Herpetologists and wildlife specialists from five surrounding states converged to help Walker and her research partner, retired KU professor George Pisani, now an adjunct with the Kansas Biological Survey.
"Our initial intent was to save as many as we could catch and move them," Walker said.
However, these were not a few slithering singles, but a serpent community, established over a decade.
"Snakes have family groups, are familiar with one another, and they recognize their den mates," said Walker.
"We saw an opportunity to test a new model of conservation — keep as many snakes from a single population together and move them to a suitable area. Our hope was that they could re-establish their same population somewhere else."
The first spring after their discovery, a host of volunteers clutching grabbers snatched the emerging snakes and stuffed them into buckets.
"I think I caught 20 by myself," Shipman said.
Many were kept at the Lenexa Police Department while Walker and Pisani implanted the transmitters.
Eventually, Pisani found a new den, the location a well-kept secret.
"We herded them one by one in the new den," he said. "I mean we literally shooed them into the hole."
The biggest worry was cold weather. If the habitat around the new den was too different, the serpents could die underground in hibernation.
"It was risky," Walker said. "We didn't know if they would survive the winter. When they did, when we heard the first signal, we were jumping up and down, elated."

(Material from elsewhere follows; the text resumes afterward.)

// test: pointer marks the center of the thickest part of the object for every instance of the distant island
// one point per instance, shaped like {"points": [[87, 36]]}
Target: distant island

Not all survived. One, in shallow hibernation, froze. A raptor got another — the transmitter was found under a shade tree.
Pisani said Lenexa hasn't had any rattlesnake problems since the relocation.
Today, Walker is known in the animal conservation kingdom for the successful relocation. She and her college student assistants have traveled the country telling the story. It has showed up in scientific journals such as the International Reptile Conservation Foundation.
Walker gets calls from across the country "wanting to know how we did it." Usually, she said, when a rattlesnake is found in a residential area, it's just moved about a mile away.
But before you plop one in your Prius for a spin, listen to the snake lady.
"It doesn't work," Walker said. "They will just follow their own scent right back home."